Profit was boosted by gain from a partial disposal of equity interest in Parkson Hanoi (PHCL) of $45.6 million. A subsidiary of the group, PHCL is now an associate company.
On a same-store basis, PBT for the year fell by 46.9 per cent year-on-year to $17.4 million.
For Malaysia, PBT declined by 28.9 per cent through negative same-store sales of -6.5 per cent and weak local currency; Vietnam had a pre-tax loss of $0.5 million with -2.9 per cent same-store sales; there was a pre-tax loss of $3.2 million in Indonesia; while Myanmar’s results were affected by uncertainty arising from redevelopment plans for the FMI Centre where the store is located.
For the group’s fourth quarter, same-store sales grew 21.5 per cent in Malaysia, attributed to early festive buying arising from a shift in the Hari Raya calendar as well as the same quarter last year being hit by low sales following the introduction of the Goods & Services Tax.
New concepts have been initiated, such as introducing Korean apparel, affordable private labels, and specialty shoe stores.

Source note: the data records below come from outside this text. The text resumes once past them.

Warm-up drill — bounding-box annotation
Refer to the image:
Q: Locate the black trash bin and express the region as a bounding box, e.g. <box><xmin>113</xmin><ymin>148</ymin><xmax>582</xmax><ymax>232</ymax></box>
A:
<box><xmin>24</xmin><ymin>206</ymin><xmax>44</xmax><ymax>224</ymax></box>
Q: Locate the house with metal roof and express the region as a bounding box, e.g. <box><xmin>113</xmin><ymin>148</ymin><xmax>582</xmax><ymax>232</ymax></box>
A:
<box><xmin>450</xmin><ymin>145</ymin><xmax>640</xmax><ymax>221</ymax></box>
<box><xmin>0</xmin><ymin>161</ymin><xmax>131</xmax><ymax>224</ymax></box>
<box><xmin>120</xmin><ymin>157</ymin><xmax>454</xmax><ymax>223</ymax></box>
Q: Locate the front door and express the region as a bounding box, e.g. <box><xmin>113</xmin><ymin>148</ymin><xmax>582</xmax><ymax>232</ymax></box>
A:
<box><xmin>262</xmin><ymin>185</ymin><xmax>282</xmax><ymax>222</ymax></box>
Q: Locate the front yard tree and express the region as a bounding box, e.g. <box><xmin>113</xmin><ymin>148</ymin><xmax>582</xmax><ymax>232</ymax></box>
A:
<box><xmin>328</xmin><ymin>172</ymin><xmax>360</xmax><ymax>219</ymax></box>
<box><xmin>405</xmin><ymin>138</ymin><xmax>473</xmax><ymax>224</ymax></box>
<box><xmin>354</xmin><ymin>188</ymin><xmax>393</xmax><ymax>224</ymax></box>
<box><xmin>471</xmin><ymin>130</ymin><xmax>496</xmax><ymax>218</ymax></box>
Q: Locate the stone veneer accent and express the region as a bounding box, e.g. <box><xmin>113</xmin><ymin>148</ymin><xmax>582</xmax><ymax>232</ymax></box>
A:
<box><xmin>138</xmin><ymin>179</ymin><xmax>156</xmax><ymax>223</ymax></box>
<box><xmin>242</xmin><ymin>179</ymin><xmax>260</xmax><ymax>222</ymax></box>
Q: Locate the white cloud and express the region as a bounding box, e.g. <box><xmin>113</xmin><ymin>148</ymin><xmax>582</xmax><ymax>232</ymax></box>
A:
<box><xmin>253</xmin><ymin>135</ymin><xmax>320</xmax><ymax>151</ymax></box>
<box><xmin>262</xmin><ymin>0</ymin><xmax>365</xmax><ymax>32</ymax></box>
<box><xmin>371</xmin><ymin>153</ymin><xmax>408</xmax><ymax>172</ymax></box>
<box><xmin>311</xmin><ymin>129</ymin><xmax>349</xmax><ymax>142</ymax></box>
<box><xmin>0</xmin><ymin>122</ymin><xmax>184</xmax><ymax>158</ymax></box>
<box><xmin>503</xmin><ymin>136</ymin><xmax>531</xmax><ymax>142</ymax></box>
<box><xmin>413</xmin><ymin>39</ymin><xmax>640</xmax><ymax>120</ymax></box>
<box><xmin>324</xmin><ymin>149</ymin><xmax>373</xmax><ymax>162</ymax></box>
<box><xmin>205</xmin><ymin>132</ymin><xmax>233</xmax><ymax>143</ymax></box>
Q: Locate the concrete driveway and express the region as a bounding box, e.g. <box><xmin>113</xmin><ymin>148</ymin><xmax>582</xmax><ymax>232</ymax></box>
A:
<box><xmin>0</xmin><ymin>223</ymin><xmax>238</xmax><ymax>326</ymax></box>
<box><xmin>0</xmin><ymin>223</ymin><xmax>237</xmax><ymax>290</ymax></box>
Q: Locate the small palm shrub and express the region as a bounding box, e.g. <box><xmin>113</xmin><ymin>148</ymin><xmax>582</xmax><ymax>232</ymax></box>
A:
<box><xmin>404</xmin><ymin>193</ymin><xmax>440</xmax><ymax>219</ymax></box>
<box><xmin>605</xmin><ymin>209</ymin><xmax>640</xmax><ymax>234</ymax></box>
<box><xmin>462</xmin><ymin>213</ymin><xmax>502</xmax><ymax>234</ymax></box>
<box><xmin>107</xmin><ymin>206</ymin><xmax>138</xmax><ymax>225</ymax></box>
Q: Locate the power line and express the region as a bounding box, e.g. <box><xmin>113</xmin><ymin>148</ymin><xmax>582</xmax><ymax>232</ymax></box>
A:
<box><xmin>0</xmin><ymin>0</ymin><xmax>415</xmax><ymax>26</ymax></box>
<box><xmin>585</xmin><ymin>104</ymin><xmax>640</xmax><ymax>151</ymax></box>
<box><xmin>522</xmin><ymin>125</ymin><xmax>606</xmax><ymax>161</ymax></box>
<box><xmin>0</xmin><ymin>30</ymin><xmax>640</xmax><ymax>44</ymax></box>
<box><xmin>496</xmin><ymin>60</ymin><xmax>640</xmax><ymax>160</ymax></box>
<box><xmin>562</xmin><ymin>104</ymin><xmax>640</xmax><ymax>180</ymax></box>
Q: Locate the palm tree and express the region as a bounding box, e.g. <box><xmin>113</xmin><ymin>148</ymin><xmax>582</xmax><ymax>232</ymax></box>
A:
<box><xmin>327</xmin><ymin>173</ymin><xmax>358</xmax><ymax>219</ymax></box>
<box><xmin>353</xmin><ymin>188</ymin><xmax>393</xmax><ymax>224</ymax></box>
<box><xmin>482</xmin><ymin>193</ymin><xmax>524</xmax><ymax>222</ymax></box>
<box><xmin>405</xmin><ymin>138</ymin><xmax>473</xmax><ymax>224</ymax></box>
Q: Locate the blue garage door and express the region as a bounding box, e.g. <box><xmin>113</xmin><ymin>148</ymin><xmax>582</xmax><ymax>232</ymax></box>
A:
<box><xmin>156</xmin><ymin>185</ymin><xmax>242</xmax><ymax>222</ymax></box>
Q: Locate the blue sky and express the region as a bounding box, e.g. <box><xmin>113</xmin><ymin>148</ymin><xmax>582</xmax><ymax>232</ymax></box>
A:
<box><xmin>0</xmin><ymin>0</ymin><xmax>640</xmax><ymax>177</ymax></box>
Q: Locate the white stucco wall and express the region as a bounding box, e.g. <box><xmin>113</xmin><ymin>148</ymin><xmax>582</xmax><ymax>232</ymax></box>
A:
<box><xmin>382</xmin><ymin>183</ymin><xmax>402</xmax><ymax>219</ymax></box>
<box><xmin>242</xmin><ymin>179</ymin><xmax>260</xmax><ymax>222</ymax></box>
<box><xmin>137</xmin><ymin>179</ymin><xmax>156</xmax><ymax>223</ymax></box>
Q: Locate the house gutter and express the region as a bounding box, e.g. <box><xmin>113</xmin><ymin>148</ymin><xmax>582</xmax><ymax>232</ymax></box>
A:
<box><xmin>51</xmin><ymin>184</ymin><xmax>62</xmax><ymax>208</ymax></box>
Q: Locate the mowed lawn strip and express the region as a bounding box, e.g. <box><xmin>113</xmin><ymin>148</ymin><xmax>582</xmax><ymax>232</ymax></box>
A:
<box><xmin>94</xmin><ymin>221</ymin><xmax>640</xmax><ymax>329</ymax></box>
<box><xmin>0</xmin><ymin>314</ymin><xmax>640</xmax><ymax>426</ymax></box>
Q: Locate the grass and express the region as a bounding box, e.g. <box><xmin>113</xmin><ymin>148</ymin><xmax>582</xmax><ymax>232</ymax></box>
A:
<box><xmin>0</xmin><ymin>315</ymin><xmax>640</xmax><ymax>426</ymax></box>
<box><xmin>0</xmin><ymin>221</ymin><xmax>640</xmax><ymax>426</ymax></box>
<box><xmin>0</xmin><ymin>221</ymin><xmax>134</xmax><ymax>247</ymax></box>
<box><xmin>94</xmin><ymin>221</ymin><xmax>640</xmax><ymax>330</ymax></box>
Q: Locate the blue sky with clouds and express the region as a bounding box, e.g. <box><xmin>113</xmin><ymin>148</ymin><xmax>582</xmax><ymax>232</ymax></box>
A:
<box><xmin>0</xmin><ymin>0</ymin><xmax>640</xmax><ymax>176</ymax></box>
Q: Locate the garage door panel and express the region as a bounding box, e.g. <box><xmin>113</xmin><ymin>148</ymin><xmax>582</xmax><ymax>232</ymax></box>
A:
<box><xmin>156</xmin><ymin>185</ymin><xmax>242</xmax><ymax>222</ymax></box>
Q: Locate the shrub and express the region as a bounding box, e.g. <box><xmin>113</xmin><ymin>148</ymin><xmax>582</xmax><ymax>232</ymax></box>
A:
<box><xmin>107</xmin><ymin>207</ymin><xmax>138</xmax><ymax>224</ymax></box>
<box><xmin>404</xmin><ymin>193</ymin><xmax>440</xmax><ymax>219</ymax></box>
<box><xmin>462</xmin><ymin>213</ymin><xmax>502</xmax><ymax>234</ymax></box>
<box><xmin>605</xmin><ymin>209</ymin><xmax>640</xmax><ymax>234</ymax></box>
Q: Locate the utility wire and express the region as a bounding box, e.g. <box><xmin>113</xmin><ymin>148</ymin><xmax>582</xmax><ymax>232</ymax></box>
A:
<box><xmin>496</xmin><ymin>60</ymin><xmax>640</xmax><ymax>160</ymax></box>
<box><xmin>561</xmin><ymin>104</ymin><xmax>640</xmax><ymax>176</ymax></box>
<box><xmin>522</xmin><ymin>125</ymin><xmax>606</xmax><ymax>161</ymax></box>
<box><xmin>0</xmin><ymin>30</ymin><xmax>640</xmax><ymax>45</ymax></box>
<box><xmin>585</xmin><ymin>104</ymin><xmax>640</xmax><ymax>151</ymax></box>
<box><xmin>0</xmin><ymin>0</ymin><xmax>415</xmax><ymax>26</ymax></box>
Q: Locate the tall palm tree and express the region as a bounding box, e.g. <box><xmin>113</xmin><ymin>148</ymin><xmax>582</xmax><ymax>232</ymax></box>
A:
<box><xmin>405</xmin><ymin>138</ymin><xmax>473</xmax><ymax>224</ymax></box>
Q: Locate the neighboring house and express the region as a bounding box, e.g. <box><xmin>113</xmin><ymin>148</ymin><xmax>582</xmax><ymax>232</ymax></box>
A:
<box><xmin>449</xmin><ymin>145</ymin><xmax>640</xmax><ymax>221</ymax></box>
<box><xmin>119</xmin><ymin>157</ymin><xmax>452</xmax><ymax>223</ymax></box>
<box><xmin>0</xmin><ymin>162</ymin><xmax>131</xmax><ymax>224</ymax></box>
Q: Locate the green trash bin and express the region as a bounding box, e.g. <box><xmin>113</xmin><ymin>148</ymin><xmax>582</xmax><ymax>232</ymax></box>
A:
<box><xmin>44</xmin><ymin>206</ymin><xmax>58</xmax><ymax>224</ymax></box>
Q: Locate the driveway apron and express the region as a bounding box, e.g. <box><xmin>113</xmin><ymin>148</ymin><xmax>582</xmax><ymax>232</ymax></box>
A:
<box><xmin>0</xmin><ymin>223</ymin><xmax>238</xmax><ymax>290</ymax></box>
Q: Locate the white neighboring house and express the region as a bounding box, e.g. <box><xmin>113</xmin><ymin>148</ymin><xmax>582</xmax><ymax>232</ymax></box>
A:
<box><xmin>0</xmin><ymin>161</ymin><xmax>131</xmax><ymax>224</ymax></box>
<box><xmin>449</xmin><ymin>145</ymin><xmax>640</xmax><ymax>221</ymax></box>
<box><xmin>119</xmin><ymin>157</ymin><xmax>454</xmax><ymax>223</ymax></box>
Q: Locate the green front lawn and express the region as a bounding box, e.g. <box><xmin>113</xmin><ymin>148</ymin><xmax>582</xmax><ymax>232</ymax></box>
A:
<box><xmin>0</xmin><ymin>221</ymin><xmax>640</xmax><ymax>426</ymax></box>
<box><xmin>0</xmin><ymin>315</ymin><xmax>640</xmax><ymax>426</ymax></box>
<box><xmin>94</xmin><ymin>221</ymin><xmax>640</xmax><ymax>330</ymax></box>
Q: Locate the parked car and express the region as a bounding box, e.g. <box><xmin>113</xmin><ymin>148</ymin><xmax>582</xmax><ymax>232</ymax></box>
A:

“We have been consolidating our department store space by identifying non-performing stores with the view to closure upon tenancy expiry,” says Parkson.
In Myanmar, the group had a 25 per cent decline in same-store sales, affected by plans to close the FMI Centre, while Vietnam had a 4.1 per cent decline for the quarter, with the discretionary retail environment difficult amid an increasingly crowded retail scene.
Indonesia was more positive with 7.3 per cent growth in same-store sales, mainly because of early festive buying as a result of a shift in the Lebaran calendar.
Overall, gross sales proceeds (GSP) and revenue for the quarter grew by 9.8 per cent and 10.9 per cent respectively to $232.1 million and $93.9 million. However, GSP and revenue declined by 10.2 and 9.4 per cent respectively to $967.7 million and $388.4 million.
The group’s pre-tax loss for the quarter was $13.4 million. Contributing factors included impairment on fixed assets for two loss-making stores of $5.4 million, impairment on prepaid rental and rental deposit of $3.3 million, provision on deposit for a managed store in Ho Chi Minh City of $2.2 million, and the initial loss-making periods associated with new stores and businesses.